Los agricultores y ganaderos de Francia temen que su mercado se vea inundado de carne, azúcar o arroz procedentes de Argentina, Brasil, Paraguay, Uruguay y Bolivia, en el marco del acuerdo entre ambos bloques. Durante la movilización, que culminó con "un gran picnic solidario" en París, la multitud coreó una proclama contundente: "UE-Mercosur no es estiércol, pero apesta igual".
La concentración fue convocada por la Confederación Campesina, el tercer sindicato más grande del sector en Francia, y fue apoyada por varias docenas de asociaciones y colectivos agrícolas, ecologistas y defensores de los consumidores. El punto de partida de la protesta fue la histórica Explanada de los Inválidos.

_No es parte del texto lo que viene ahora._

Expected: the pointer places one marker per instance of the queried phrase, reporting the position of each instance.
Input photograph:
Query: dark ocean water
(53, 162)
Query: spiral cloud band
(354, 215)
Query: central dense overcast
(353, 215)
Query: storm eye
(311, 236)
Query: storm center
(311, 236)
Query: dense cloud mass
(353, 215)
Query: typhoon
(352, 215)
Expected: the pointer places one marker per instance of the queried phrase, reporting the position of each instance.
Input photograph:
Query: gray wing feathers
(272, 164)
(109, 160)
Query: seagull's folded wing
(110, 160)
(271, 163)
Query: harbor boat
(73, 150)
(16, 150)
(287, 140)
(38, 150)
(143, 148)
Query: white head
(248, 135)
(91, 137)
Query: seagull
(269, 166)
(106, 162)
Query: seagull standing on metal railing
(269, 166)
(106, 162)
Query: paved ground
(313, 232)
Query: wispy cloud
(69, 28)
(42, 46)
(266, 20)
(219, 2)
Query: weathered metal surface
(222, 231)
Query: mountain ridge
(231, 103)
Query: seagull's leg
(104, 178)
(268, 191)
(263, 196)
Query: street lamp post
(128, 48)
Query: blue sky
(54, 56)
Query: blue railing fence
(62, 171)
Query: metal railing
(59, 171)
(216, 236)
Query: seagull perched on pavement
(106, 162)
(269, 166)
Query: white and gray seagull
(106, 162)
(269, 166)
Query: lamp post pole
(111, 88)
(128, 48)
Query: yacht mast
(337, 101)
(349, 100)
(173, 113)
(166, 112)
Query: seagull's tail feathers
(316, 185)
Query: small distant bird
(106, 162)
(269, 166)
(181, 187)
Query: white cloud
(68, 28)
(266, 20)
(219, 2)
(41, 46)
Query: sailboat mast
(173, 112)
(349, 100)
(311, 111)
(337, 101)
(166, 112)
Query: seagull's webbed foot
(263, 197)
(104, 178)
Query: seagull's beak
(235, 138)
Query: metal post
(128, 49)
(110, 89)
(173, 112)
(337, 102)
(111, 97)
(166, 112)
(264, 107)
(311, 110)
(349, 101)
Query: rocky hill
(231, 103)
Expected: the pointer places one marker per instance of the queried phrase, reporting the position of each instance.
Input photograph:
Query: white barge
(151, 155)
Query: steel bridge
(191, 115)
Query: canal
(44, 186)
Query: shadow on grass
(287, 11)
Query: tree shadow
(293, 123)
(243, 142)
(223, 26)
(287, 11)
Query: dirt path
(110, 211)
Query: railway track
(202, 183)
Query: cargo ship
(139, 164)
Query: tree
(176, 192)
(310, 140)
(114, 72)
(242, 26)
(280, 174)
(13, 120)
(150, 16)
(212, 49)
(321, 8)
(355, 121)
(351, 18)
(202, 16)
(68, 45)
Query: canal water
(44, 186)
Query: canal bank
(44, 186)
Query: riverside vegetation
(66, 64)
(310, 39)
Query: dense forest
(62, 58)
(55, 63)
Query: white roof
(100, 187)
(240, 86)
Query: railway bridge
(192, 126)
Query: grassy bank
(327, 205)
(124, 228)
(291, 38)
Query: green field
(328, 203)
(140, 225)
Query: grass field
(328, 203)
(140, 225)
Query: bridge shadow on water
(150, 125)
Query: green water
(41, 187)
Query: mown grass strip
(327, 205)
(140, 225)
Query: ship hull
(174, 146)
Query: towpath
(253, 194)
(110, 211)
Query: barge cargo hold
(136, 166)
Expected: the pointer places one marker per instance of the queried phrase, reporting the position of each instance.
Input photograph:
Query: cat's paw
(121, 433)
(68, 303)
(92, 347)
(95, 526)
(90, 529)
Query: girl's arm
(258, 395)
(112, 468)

Los manifestantes exigieron directamente al presidente Emmanuel Macron que "cumpla con su compromiso" de proteger a los agricultores franceses. Esta demanda abarca la protección contra todo tipo de acuerdos comerciales entre el bloque comunitario y otros países terceros, ya sea con los sudamericanos de Mercosur, México u otros.
Rechazo sindical a las "Cláusulas de Salvaguardia"
Para intentar tranquilizar a Francia, la Comisión Europea propuso en septiembre cláusulas de salvaguardia "reforzadas", las cuales se activarían ante un aumento brusco de las importaciones o una caída de los precios. Sin embargo, el firme rechazo al acuerdo entre los veintisiete países de la UE y los socios de Mercosur es una postura general, sin concesiones, entre los sindicatos agrícolas franceses. La agrupación de trabajadores sostiene que ni las "cláusulas de salvaguardia" ni las medidas "espejo milagrosas" podrán garantizar un reequilibrio.
El proceso de ratificación fue iniciado por la Comisión Europea en septiembre pasado, y los sindicatos ven con inquietud una actitud que consideran menos combativa por parte del Gobierno francés en este proceso.
Después de 25 años de negociaciones, ambos bloques cerraron a finales de 2024 las conversaciones para un acuerdo comercial que cubriría uno de los principales mercados del mundo, con una población combinada de 780 millones de personas.
El acuerdo, que busca que la Unión Europea exporte más automóviles, maquinaria y otros productos al Mercosur, facilitará, en contrapartida, la entrada de carne de vacuno, aves de corral, azúcar y miel procedentes del bloque sudamericano mediante la reducción drástica de los aranceles.